I. Summary
LongCat-Audio-Codec is an open-source audio codec solution developed by the Meituan LongCat team, optimized for the Speech Large Scale Model (LLM). This project utilizes a dual-token architecture to concurrently model semantic and acoustic information, maintaining speech intelligibility and quality at an ultra-low bitrate of just 0.43 kbps. Its real-time streaming decoder maintains latency in the hundreds of milliseconds, supporting voice interaction and embedded deployment. The decoder's integrated super-resolution module further enhances sound quality without requiring additional models, significantly reducing the resource overhead of end-to-end speech systems.
2. Core Features
1. Dual-Token Parallel Encoding : Simultaneously extracts semantic and acoustic tokens, achieving efficient feature modeling at a low frame rate of 16.7 Hz (60 ms).

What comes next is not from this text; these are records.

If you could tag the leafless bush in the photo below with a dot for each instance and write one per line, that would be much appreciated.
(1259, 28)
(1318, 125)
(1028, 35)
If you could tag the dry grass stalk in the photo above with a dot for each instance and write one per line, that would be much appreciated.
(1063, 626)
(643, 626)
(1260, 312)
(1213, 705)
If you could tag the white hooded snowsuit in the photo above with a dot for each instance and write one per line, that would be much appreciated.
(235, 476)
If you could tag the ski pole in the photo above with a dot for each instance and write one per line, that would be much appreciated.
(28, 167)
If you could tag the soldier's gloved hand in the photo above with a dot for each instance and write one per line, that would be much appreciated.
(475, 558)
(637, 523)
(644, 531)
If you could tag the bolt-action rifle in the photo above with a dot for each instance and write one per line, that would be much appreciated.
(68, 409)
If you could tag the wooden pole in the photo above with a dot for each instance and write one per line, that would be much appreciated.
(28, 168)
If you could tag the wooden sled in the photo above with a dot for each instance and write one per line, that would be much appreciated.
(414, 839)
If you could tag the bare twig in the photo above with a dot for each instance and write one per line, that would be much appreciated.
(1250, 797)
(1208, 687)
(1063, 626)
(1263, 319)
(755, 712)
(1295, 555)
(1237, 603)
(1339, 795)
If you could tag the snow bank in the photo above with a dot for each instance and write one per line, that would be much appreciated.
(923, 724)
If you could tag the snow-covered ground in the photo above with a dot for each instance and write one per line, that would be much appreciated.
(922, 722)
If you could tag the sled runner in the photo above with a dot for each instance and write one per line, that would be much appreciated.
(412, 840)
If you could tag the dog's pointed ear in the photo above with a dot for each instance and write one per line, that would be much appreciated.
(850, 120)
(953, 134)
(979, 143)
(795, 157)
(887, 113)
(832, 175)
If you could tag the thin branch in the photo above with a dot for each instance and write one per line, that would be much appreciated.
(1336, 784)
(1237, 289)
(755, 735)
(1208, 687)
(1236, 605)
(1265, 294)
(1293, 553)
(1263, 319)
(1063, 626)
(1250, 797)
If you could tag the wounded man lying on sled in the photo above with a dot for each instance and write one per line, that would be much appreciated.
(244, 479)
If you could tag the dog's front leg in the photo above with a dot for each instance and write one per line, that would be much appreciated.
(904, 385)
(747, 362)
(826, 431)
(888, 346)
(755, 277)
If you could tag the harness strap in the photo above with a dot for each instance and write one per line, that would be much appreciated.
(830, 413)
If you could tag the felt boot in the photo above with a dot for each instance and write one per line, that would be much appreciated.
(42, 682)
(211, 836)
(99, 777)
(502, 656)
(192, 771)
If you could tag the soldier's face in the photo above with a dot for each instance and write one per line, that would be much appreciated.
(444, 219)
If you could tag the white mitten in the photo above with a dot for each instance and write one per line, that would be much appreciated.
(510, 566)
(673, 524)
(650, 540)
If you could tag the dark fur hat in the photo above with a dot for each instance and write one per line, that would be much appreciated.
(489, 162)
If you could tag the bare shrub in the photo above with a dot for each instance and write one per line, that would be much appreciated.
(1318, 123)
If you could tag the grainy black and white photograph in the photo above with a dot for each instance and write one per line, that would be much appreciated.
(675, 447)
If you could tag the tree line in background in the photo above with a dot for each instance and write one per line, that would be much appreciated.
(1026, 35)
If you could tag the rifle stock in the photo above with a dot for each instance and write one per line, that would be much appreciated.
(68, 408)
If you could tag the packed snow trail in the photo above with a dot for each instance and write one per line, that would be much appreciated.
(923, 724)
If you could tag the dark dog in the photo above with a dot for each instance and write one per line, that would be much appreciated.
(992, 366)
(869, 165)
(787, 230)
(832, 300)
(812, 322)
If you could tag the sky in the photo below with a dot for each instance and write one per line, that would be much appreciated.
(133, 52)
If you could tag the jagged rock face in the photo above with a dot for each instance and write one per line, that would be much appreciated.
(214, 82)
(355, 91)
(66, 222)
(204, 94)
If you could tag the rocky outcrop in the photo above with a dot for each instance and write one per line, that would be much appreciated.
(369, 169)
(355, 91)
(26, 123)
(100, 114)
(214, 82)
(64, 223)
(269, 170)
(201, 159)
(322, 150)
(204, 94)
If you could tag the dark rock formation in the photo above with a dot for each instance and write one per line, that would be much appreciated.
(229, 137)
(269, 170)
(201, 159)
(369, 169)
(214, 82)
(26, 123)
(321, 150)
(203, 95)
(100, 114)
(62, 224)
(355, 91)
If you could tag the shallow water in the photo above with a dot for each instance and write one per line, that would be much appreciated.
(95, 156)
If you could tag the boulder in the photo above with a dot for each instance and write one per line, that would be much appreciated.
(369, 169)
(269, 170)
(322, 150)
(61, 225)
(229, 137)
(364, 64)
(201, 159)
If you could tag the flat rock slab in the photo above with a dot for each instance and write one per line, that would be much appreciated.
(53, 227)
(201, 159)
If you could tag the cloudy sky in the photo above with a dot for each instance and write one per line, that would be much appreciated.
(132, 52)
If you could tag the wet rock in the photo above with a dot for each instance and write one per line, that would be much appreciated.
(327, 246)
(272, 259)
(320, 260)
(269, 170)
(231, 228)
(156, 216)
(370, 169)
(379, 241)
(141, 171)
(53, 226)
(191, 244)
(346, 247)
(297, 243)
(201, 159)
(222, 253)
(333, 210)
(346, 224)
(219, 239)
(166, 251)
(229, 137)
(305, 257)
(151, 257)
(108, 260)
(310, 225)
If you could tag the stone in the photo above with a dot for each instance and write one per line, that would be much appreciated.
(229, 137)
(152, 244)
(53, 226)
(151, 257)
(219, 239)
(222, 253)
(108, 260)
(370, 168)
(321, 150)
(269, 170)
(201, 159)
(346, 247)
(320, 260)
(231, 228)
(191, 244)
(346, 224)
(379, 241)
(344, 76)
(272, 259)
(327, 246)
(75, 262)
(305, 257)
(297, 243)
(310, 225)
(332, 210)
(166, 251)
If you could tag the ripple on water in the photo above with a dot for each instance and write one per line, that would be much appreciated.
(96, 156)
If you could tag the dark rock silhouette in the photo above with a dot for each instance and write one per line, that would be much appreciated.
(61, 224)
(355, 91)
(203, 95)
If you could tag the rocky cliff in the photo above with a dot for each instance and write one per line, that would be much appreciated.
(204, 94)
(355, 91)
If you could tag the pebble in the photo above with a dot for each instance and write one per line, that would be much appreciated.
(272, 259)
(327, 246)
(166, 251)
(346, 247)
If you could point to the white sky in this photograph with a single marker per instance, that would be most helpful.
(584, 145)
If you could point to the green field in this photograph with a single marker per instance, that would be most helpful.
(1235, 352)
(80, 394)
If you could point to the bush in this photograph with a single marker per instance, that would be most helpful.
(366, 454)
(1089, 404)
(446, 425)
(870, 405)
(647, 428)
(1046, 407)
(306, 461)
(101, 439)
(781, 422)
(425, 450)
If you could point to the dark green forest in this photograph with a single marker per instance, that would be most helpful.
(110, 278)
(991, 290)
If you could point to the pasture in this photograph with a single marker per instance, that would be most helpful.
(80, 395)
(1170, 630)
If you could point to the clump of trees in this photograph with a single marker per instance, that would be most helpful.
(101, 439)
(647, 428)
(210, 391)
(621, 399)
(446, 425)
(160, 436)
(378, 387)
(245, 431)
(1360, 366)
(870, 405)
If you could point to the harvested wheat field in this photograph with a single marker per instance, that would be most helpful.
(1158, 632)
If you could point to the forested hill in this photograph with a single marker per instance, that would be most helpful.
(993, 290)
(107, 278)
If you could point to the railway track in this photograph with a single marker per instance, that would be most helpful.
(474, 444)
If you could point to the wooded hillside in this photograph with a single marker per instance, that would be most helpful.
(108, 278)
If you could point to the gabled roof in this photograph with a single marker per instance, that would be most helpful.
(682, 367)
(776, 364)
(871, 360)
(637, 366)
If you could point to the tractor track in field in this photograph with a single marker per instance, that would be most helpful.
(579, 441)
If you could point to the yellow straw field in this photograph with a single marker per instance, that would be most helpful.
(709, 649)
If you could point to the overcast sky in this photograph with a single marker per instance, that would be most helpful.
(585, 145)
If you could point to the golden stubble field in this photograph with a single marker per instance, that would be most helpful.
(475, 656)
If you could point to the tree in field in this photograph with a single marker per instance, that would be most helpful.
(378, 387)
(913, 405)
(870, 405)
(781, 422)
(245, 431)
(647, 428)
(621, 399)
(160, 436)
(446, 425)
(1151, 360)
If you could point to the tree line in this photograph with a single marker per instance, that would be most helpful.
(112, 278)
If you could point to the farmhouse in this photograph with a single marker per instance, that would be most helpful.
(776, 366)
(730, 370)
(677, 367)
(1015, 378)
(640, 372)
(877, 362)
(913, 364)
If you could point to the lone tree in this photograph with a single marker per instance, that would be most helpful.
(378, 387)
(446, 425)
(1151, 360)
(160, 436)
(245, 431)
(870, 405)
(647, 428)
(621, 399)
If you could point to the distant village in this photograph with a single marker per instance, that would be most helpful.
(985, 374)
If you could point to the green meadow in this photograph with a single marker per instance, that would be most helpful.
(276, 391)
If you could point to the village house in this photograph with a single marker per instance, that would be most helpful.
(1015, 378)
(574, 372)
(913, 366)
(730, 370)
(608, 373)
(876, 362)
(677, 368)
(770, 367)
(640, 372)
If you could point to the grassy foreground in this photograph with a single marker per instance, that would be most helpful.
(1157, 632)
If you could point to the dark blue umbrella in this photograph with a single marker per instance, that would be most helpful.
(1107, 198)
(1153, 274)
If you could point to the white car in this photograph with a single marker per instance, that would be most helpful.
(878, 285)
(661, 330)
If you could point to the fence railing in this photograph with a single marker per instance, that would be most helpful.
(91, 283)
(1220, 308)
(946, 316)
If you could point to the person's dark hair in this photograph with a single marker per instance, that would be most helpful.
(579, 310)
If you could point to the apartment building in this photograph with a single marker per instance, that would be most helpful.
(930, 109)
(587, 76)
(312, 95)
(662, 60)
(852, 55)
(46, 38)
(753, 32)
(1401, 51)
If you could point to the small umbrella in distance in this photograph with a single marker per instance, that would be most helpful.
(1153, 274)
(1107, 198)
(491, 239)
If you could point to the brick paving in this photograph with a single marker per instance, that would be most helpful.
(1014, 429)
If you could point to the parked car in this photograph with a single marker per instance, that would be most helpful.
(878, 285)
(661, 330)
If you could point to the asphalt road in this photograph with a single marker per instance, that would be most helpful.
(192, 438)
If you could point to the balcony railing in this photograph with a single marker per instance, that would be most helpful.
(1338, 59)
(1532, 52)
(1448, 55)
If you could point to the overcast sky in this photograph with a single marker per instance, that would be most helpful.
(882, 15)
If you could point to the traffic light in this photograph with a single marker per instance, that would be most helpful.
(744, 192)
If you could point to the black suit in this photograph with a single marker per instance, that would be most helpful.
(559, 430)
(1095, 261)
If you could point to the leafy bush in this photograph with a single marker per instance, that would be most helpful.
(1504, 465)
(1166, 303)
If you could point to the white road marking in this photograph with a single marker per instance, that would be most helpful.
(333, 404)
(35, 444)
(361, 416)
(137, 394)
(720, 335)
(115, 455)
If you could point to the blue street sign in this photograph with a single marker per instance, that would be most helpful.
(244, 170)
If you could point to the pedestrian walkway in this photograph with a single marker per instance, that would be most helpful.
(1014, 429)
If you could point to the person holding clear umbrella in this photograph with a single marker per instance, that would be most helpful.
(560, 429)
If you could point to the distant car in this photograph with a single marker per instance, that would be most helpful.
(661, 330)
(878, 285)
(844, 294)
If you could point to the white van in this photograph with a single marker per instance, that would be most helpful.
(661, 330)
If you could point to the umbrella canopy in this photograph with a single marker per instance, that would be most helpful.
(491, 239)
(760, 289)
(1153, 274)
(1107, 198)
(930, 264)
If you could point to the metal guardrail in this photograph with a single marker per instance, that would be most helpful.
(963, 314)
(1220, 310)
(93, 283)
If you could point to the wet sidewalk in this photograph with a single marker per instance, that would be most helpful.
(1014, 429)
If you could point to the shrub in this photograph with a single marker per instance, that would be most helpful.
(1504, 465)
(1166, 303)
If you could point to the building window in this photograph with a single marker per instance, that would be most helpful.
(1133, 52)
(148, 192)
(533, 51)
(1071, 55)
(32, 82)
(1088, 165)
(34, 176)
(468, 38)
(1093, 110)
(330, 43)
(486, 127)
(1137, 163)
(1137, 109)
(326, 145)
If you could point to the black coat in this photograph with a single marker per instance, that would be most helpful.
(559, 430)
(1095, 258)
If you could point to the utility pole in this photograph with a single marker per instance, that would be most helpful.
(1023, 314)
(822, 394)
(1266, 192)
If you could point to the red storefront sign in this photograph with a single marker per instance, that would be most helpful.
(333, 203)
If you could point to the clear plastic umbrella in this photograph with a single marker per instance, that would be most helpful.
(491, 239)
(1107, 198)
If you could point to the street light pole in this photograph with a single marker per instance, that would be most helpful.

2. Extremely low bitrate and high-fidelity reconstruction : Maintains high intelligibility at 0.43 kbps, significantly improving bandwidth utilization.
3. Real-time low-latency decoding : Using a streaming architecture, the overall latency is maintained at hundreds of milliseconds, meeting the needs of real-time speech generation and interaction.
4. Decoding-side super-resolution enhancement : An integrated super-resolution module improves sound quality details without the need for an external model.
5. Lightweight and mobile optimization : Architectural optimization to address the computing power limitations of embedded and mobile devices.
3. Installation
1. Clone repository: git clone https://github.com/meituan-longcat/LongCat-Audio-Codec
2. Installation dependency: pip install -r requirements.txt
3. Load the model: You can download the corresponding weights of meituan-longcat/LongCat-Audio-Codec through Hugging Face.
- Run the example: Execute the inference script in the repository to perform encoding and decoding verification.
Typical Use Cases
- Front-end compression of large speech models: reducing input bandwidth while maintaining intelligibility.
- Real-time voice interaction system: Achieve low-latency transmission in conversational AI or voice assistants.
- Speech synthesis on edge and mobile devices: Generate or decode speech locally.
- Long-distance voice communication: Maintain clear voice transmission quality in extremely low-bandwidth environments.
5. Ecosystem and Competitive Products
1. Ecosystem Integration : LongCat-Audio-Codec is part of the Meituan LongCat series ecosystem, and works collaboratively with models such as LongCat-Flash to optimize speech generation and understanding.
2. Comparison with competitors : Compared with neural codec solutions such as SemantiCodec, UniCodec, and LMCodec, LongCat-Audio-Codec achieves lower bit rates and stronger real-time performance in the voice field.
3. Industry significance : Lowers the deployment threshold of voice LLM and provides infrastructure support for mobile AI assistants and voice services.
VI. Limitations and Precautions
- Even at extremely low bit rates, the sound quality may still suffer from loss of details.
- Streaming decoding has high requirements for hardware real-time performance.
- Different model versions may have a trade-off between latency and sound quality.
- Integrating a super-resolution module will increase the computational burden.
7. Project Address
https://github.com/meituan-longcat/LongCat-Audio-Codec
8. Frequently Asked Questions
Q: Does LongCat-Audio-Codec support offline deployment?
A: It can be run completely offline, but you need to prepare the corresponding model weights and dependent environment.
Q: How to integrate this codec on mobile devices?
A: It can be ported to mobile or embedded platforms through quantized models or lightweight inference frameworks.
Q: Can it be used for non-speech audio?
A: The current version is mainly optimized for voice tasks, and other types of audio require additional training.